Burgos, who left the church because Randy's pulpit messages got "too off-track, too bizarre," watched Paula's first Sunday back at Without Walls on the Internet. She was reminded of her former pastor's speaking gift and knowledge of the Bible.

"If I'm meant to go back, God will let me know," she said. "I need to see if it's still all about the money."

If a comeback is in Without Walls' future, Burgos has no doubt the right person is in charge.

"If anyone can pull this church back up, it's Paula White," she said. "You can go to the bank on it."

Encarnacion said he "was almost in tears" when Paula returned. He had considered leaving in recent months. He said he was tired of listening to Randy discuss his personal life from the pulpit; tired of the public scrutiny of Without Walls and the declining membership.

"I was worried about my church," said Encarnacion, 51, a technician at Hillsborough Community College. "I could sense a real lack of spirit there."

He knows that some conservative Christians might have a problem with a single, twice-divorced woman as the church leader.

"I would never judge her. Who am I to criticize? I've been divorced," he said. "What I do know is that the message is strong again and the spirit is back. My hope and prayer is that this church will be full and strong again."

Jessica Morrison began attending the church three years ago after watching Paula on TV.

"She gives me goose pimples," said Morrison, a Tampa preschool teacher and mother of two. "After she left, I kept going, but not as regularly as I should have. Sometimes, I was just sitting there and going through the motions."

Now she vows to be in the pews every Sunday.

"Paula is the cherry on the cake," Morrison said. "She's sincere and inspirational. And she offers hope. You can be in such a down place, and she knows how to lift you."

Prosperity gospel

Some critics are concerned about Paula's message, not her gender or marital status. They say Paula's return is about money, not restoring spiritual order.

"In the end, it's an audience retention operation," said Michael Spencer, a Baptist pastor in the ministry for 30 years who wrote a recent article in the Christian Science Monitor about what he sees as evangelicals' coming implosion. "The Christian mission has been traded in for a financial scam."

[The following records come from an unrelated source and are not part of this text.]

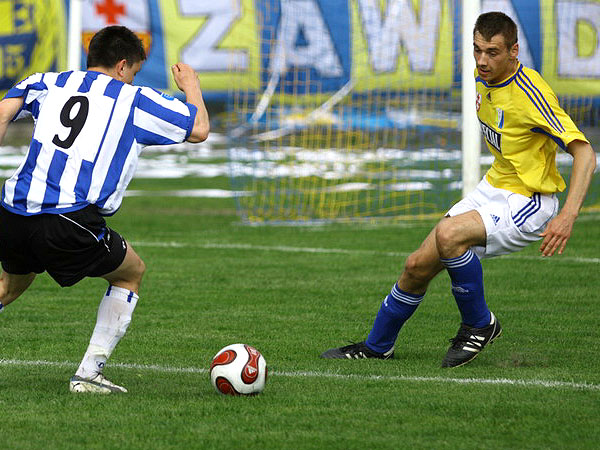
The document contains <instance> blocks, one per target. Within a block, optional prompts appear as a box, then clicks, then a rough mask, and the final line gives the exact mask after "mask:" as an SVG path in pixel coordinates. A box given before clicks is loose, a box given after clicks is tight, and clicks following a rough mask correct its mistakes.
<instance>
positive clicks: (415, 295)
mask: <svg viewBox="0 0 600 450" xmlns="http://www.w3.org/2000/svg"><path fill="white" fill-rule="evenodd" d="M424 296H425V294H423V295H415V294H411V293H409V292H404V291H402V290H401V289H400V288H399V287H398V285H396V284H394V287H393V288H392V292H390V294H389V295H388V296H387V297H386V298H385V300H384V301H383V303H382V304H381V308H379V312H378V313H377V317H376V318H375V323H374V324H373V328H372V329H371V332H370V333H369V337H368V338H367V347H369V348H370V349H371V350H373V351H376V352H378V353H384V352H387V351H388V350H389V349H391V348H392V347H393V346H394V343H395V342H396V338H397V337H398V333H399V332H400V328H402V325H404V322H406V321H407V320H408V319H409V317H410V316H412V313H414V312H415V310H416V309H417V306H419V303H421V300H423V297H424Z"/></svg>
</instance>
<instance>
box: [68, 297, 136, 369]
mask: <svg viewBox="0 0 600 450" xmlns="http://www.w3.org/2000/svg"><path fill="white" fill-rule="evenodd" d="M137 301H138V296H137V295H136V294H135V293H134V292H131V291H129V290H127V289H123V288H119V287H116V286H109V287H108V290H107V291H106V294H104V298H102V301H101V302H100V306H99V307H98V318H97V319H96V327H95V328H94V332H93V333H92V337H91V339H90V344H89V346H88V348H87V351H86V352H85V355H84V356H83V359H82V360H81V364H80V365H79V368H78V369H77V372H76V373H75V375H78V376H80V377H82V378H93V377H95V376H96V375H97V374H98V373H102V369H104V365H105V364H106V360H107V359H108V358H109V357H110V355H111V353H112V352H113V350H114V349H115V347H116V346H117V344H118V343H119V341H120V340H121V338H122V337H123V336H124V335H125V331H127V327H128V326H129V323H130V322H131V316H132V314H133V310H134V309H135V306H136V305H137Z"/></svg>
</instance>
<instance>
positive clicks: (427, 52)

Spencer doesn't consider the Whites to be evangelicals. "These are motivational speakers and financially motivated quacks playing on the materialistic desires of Americans and their worship of greed over God."

For those reasons, Without Walls will fail and serve as a cautionary tale to others, Spencer said.

"There is much here for evangelicals to learn from, at least those who are ready to learn, that large churches need a big mission and a firm foundation, not a hot Bible blonde and the promise of a gold-plated destiny," he said.

A minister and author suggested Paula White abandon the prosperity gospel message.

"Scripture passages are taken out of context," Jonathan Wilson-Hargrove said of the evangelicals' message.

"I would love for people to truly understand what Jesus said about money," said Wilson-Hargrove, author of the book "God's Economy: Redefining the Health and Wealth Gospel."

Wilson-Hargrove, a Baptist associate minister in North Carolina, calls it "gross abuse" for religious leaders to get rich off their congregants' offerings. He points out that nothing in the Bible says religious leaders should travel on private jets, live in mansions and drive luxury cars.

"People in the pews see what their leaders have, and they want it, too," he said. "Almost always, this message is an exploitation of the poor."

'Bring me my purse'

During a recent midweek service, Paula talked about being tested the past few years. She warned: "Our dilemmas are going to be on display." She alluded to the glare of media coverage: "People are going to see all your faults, your problems."

Then she repeated what has become something of a mantra since she rejoined the church July 12. "There is glory in this story. There is glory in this story."

The crowd applauded, reached their hands in the air and high-fived one another. Paula said there would be a second, final offering for the night.

"Give $10,000 or give $1,000. If you can't do that, give $100."

Just before the microphone went dead, she gestured offstage: "Bring me my purse."